Le cycliste qui déboule sur notre campement jette son ballot d'affaires poussiéreuses le long de notre tente. il nous colle de si près qu'il est presque difficile de sortir de notre abside : "J'ai besoin d'essence, de papier toilette et d'eau. Vous devriez avoir ça !"

  Nous regardons ce Polonais avec des yeux ronds. [...]

  "Nous pouvons éventuellement te chauffer de l'eau, mais te donner de l'essence nous est difficile : il y a encore plusieurs avant le prochain ravitaillement.

  -Foutaises ! Vous trouverez de l'essence dès demain midi, au premier village."

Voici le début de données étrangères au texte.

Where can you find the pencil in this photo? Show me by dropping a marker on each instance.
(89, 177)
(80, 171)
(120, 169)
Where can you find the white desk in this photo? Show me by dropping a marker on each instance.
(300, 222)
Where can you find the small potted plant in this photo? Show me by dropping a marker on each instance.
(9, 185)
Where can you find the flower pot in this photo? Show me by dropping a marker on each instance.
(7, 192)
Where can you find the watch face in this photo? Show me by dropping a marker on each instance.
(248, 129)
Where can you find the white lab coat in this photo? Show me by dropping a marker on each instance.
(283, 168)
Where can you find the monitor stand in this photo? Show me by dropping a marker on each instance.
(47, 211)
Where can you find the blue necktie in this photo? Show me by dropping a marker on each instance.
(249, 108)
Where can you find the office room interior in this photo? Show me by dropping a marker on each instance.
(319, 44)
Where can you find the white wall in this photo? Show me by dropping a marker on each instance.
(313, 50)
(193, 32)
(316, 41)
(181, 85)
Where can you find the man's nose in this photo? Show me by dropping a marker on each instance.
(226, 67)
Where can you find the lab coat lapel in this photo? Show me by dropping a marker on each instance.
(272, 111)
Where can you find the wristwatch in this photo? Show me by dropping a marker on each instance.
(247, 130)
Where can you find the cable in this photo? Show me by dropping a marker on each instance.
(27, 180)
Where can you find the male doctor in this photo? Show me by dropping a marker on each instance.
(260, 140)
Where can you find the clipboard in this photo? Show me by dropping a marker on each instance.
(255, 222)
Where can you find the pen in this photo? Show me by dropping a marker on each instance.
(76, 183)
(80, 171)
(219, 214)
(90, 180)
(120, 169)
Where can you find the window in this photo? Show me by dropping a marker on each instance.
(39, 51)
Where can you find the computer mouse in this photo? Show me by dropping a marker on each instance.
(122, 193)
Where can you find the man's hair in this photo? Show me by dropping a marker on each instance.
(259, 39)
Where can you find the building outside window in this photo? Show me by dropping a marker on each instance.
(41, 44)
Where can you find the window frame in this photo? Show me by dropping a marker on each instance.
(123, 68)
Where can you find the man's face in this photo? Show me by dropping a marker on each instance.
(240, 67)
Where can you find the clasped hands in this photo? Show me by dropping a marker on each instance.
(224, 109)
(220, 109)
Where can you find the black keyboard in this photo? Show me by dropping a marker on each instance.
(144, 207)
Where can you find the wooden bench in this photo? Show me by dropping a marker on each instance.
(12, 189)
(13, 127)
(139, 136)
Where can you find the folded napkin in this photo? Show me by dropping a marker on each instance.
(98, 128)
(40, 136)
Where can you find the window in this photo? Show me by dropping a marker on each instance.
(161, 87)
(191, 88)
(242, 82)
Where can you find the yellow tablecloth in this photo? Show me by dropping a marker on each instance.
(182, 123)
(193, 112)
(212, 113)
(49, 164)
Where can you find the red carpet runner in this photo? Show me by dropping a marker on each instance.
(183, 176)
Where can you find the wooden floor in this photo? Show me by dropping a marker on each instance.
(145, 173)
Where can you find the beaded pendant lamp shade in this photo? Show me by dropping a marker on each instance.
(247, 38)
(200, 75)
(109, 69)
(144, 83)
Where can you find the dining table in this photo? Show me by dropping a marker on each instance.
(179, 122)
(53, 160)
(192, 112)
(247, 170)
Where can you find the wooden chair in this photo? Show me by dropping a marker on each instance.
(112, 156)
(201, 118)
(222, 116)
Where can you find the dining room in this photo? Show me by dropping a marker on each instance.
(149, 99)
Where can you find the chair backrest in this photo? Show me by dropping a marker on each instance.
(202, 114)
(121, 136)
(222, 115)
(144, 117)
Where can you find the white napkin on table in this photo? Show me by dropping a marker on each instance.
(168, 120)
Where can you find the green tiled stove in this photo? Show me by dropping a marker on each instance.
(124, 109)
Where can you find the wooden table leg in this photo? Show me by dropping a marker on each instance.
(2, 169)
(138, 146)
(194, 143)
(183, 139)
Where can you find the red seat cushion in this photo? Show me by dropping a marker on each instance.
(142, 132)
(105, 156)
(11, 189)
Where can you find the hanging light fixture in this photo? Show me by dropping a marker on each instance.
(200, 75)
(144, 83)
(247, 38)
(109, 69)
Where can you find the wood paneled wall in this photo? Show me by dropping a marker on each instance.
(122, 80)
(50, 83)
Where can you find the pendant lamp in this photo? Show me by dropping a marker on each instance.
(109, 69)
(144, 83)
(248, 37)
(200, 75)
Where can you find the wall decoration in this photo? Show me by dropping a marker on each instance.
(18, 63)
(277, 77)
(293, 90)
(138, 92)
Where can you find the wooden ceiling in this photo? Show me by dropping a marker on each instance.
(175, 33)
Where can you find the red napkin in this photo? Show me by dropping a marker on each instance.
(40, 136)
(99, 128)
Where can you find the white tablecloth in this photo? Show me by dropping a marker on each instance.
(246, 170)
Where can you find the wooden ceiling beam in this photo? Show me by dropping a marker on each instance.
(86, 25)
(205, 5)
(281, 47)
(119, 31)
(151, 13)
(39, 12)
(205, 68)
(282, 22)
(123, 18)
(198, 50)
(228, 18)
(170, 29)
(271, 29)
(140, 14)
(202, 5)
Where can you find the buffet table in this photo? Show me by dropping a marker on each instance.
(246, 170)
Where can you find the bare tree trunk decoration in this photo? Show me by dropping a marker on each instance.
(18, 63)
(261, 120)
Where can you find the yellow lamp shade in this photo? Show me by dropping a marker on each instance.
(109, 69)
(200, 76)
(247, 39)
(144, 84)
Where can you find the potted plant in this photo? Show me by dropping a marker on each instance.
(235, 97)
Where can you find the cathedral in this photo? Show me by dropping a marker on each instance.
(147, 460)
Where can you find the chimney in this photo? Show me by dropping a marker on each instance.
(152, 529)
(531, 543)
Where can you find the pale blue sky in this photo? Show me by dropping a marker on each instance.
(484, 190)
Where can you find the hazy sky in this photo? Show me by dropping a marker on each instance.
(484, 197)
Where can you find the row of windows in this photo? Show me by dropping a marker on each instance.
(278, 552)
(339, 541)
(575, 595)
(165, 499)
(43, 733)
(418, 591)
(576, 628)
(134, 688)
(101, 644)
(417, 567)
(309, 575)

  Émilie, suspicieuse, me regarde. Non seulement notre carte n'indique aucun village avant Langar, mais ceux qui ont parcouru cette piste ont été formels : pas d'essence avant Khorog, à 200 kilomètres de là. Le jeune homme ment sans même se soucier des conséquences d'une panne de réchaud à 4000 mètres. Quelques instants plus tard, un allemand se joint à notre bivouac devenu une sorte de camp de base surpeuplé de voyageurs à vélo. La logorrhée du Polonais, qui se vante dans l'art de ne pas dépenser le moindre dollar et qui déplore de ne pas rencontrer de cycliste assez rapide pour le suivre, ne lui laissera pas la chance de nous dire plus que son prénom. Ce soir, les récits de Marco Polo traversant la mythique vallée de Wakhan ont déserté nos esprits en berne. Nous voilà à ressasser une célèbre phrase de Huis clos de Sartre qui, même au bout du monde, peut être vraie : "L'enfer, c'est les autres".


Benjamin VALVERDE. Diagonale eurasienne.